I'm still running into guys who I would not call decent, certainly not in their behavior toward women and toward me in a relationship. But there are those decent guys. Have patience, be picky, and quickly let go of the ones who don't measure up to your decency standards.

Posted

Hey, I know the feeling, I'm a guy and i try to base all of my relationships on being purely loyal to the person and will only ever date someone i am willing to run a mile to please. My longest and well, second relationship was with a girl from a distance, I met her every weekend after college and thought the world of her, i wouldnt have changed anything about her,.. ever. I told her i love her and told her i always will, which, sadly enough as it was about a year and a half ago, i might still. i havent even seen her in a year, but still think about her a hell of a lot, and though i am dating someone else i have never felt like i did about that person.

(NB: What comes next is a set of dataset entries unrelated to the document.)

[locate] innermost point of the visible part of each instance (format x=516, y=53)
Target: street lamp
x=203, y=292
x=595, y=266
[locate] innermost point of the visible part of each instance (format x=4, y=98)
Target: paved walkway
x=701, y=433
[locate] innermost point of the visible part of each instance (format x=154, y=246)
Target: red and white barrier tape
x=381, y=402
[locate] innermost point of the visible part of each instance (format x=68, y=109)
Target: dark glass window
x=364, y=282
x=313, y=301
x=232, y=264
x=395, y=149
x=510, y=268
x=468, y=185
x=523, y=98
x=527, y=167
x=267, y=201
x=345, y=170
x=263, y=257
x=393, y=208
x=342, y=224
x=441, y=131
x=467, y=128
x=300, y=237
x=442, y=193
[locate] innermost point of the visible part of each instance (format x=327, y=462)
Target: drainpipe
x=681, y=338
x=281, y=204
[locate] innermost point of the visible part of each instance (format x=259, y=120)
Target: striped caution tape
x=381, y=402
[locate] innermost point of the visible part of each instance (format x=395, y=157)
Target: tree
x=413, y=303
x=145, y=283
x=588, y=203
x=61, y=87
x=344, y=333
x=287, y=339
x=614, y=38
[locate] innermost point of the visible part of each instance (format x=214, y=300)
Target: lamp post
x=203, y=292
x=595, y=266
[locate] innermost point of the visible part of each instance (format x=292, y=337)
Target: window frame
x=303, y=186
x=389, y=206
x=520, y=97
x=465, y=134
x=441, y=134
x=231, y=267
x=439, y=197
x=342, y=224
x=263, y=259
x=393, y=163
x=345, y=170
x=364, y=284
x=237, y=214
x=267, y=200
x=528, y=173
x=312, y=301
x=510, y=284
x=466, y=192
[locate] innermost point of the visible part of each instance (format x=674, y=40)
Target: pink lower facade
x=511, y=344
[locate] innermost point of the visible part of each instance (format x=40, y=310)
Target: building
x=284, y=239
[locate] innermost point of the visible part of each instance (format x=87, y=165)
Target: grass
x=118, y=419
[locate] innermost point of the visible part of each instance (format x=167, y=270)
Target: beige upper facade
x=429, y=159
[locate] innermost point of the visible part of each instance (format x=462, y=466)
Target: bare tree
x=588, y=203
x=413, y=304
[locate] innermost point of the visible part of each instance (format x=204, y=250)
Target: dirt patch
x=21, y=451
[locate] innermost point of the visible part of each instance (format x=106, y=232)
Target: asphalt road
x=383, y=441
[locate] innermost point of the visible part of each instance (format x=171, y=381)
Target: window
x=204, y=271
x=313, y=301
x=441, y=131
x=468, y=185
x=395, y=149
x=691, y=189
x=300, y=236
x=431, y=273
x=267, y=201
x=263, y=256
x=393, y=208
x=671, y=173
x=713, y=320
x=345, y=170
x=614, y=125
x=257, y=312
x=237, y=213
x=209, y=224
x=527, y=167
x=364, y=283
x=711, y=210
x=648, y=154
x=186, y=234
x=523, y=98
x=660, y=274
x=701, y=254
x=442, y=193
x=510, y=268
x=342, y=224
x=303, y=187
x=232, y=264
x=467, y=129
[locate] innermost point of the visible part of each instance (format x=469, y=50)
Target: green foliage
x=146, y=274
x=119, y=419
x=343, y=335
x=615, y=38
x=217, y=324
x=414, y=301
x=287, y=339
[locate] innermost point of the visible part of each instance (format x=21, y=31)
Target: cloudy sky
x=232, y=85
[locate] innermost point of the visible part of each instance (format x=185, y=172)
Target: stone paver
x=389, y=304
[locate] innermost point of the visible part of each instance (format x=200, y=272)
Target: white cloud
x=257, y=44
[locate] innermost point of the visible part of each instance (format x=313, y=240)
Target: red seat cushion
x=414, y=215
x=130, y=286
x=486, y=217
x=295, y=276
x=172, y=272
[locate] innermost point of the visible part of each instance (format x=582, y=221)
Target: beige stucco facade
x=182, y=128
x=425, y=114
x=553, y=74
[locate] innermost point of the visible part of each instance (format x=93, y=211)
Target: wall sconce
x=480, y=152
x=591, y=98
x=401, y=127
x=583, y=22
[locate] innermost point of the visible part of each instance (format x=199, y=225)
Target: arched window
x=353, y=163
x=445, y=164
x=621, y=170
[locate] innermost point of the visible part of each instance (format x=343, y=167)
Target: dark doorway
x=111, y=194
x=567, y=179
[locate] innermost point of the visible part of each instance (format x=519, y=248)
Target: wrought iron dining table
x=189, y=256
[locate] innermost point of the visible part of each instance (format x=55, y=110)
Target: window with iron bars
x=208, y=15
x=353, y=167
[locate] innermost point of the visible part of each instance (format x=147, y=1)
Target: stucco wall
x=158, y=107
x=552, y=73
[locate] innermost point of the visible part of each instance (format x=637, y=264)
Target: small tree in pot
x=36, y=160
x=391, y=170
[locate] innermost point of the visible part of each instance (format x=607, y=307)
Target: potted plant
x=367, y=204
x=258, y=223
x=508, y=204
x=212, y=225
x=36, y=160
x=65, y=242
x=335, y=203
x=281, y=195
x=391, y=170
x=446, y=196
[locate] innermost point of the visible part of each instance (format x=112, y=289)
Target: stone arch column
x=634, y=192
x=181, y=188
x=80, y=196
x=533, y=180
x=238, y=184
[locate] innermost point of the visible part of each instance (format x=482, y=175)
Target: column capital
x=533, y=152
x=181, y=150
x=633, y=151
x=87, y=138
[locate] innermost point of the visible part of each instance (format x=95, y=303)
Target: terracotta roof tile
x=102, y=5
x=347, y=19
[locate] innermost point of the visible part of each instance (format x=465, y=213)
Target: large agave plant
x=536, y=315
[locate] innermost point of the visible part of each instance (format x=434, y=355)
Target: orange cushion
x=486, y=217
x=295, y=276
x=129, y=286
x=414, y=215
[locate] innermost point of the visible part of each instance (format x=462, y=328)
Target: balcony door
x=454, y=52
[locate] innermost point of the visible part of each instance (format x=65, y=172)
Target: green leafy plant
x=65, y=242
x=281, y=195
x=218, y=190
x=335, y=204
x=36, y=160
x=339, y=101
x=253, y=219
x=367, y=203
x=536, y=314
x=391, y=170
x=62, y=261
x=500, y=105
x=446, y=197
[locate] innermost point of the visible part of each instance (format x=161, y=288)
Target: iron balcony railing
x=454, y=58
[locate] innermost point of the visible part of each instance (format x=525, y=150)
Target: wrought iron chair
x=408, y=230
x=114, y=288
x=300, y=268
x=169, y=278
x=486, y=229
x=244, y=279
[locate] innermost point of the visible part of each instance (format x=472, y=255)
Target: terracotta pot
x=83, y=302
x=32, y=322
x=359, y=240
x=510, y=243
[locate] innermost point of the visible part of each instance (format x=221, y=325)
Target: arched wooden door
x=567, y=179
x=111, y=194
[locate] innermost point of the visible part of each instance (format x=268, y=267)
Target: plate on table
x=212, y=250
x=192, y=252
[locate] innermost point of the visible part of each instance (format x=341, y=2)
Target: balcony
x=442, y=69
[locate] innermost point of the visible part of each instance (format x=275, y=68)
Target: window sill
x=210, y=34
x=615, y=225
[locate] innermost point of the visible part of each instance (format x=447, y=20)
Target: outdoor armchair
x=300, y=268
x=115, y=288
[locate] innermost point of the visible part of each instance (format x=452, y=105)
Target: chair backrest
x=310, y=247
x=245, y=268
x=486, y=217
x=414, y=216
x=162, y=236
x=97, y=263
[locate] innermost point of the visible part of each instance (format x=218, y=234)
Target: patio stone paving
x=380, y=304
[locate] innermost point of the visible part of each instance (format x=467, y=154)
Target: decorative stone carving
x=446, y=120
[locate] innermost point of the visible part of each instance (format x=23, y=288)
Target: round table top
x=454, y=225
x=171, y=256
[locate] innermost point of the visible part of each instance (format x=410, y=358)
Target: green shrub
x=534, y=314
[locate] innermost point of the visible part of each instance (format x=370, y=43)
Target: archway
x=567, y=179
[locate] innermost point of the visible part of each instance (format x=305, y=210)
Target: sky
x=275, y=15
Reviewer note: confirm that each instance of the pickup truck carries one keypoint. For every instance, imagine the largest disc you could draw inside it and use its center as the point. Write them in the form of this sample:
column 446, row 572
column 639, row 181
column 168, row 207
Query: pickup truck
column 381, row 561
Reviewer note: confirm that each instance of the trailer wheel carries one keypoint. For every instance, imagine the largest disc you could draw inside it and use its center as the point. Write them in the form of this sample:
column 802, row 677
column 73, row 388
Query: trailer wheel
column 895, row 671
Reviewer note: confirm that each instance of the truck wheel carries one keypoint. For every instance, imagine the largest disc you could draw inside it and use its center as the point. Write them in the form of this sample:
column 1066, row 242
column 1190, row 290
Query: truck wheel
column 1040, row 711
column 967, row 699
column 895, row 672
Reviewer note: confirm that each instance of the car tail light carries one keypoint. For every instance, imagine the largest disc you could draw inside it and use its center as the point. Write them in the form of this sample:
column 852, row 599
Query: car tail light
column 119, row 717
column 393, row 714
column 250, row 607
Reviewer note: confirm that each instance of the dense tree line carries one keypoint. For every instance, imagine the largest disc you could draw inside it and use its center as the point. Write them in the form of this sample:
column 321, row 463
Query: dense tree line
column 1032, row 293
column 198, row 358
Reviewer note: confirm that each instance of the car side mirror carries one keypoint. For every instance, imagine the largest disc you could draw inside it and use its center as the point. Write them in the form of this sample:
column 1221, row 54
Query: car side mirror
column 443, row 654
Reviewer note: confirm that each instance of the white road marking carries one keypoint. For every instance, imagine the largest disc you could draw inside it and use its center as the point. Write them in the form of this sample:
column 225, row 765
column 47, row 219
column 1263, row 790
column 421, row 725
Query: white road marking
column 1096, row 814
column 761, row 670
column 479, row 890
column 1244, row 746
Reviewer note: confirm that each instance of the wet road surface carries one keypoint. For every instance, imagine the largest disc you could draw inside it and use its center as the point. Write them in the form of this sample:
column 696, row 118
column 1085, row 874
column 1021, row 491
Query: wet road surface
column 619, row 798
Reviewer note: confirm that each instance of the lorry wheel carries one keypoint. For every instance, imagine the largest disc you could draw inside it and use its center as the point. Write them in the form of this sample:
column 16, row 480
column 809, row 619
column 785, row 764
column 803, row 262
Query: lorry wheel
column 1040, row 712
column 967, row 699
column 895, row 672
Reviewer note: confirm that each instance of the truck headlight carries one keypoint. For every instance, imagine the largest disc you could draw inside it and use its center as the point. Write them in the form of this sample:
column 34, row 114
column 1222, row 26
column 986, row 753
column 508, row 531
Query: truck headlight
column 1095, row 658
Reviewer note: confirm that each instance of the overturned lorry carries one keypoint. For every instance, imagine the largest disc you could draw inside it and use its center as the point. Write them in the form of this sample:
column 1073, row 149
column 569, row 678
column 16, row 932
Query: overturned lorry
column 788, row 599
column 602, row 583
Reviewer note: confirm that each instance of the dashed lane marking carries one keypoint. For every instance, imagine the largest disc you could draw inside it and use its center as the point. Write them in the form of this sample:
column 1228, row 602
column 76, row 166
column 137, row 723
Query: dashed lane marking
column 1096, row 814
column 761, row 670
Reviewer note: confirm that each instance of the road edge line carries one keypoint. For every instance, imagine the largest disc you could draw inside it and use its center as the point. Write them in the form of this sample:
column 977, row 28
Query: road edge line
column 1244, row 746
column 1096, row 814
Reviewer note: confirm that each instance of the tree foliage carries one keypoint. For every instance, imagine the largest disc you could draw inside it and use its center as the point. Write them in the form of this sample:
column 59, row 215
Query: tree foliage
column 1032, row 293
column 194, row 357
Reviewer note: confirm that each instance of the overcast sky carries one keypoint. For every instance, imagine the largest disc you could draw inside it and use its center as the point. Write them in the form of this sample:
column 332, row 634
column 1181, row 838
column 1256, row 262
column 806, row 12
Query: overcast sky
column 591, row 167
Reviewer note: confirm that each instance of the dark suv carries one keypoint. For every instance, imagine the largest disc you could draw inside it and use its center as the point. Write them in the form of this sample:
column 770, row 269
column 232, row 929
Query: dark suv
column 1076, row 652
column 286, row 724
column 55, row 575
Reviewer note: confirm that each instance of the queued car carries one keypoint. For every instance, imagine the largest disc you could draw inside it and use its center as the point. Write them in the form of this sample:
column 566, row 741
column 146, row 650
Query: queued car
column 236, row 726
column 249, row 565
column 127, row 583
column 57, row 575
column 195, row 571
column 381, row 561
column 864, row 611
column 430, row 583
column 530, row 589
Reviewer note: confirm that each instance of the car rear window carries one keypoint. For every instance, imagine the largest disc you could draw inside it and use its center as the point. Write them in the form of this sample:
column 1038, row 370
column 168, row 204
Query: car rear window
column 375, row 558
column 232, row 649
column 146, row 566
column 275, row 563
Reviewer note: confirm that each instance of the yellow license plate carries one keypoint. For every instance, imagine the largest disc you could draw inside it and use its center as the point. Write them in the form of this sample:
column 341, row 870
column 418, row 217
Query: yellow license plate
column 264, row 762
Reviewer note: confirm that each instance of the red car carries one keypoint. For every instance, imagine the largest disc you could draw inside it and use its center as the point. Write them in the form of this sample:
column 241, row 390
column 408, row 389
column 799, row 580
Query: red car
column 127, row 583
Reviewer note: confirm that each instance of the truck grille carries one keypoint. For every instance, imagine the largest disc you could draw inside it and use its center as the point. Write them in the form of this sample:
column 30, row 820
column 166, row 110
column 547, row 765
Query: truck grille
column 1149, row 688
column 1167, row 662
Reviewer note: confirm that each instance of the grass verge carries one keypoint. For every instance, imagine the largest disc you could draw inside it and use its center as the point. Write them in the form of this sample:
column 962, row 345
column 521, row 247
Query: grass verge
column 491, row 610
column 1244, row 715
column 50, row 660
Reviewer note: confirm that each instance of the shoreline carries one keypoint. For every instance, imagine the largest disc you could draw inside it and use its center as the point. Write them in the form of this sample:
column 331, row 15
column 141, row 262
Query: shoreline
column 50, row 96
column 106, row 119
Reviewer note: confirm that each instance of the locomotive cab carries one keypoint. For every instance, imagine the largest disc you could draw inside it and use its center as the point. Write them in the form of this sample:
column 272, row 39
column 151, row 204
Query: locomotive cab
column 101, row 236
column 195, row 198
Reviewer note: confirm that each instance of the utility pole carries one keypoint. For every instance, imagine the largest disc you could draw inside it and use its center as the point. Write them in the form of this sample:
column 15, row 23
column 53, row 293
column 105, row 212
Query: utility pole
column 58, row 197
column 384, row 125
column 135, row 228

Horrible that the girl i had all these feelings for called me up last week, though i'd not spoke to her in over half a year, and said she loves me and wants me back ( but she had a bf at the time ),.. thats messed up for you as i have a girlfriend,.. it didn't happen.. did i make the right choice,.. hmm. Anyway don't want to steel your thread hehe, i would just keep looking, you might find another "sam" but in different ways, there will be someone.. i say this in hope of myself, though sadly however not helpful it is i sit here thinking about her and thinking,.. there isnt going to be another her. No i am not sulking lol,... hmph.

If you want to find another sam you're best bet it to first try to get over him, it may take a long time as i know the feeling :(. We only broke up because of distance.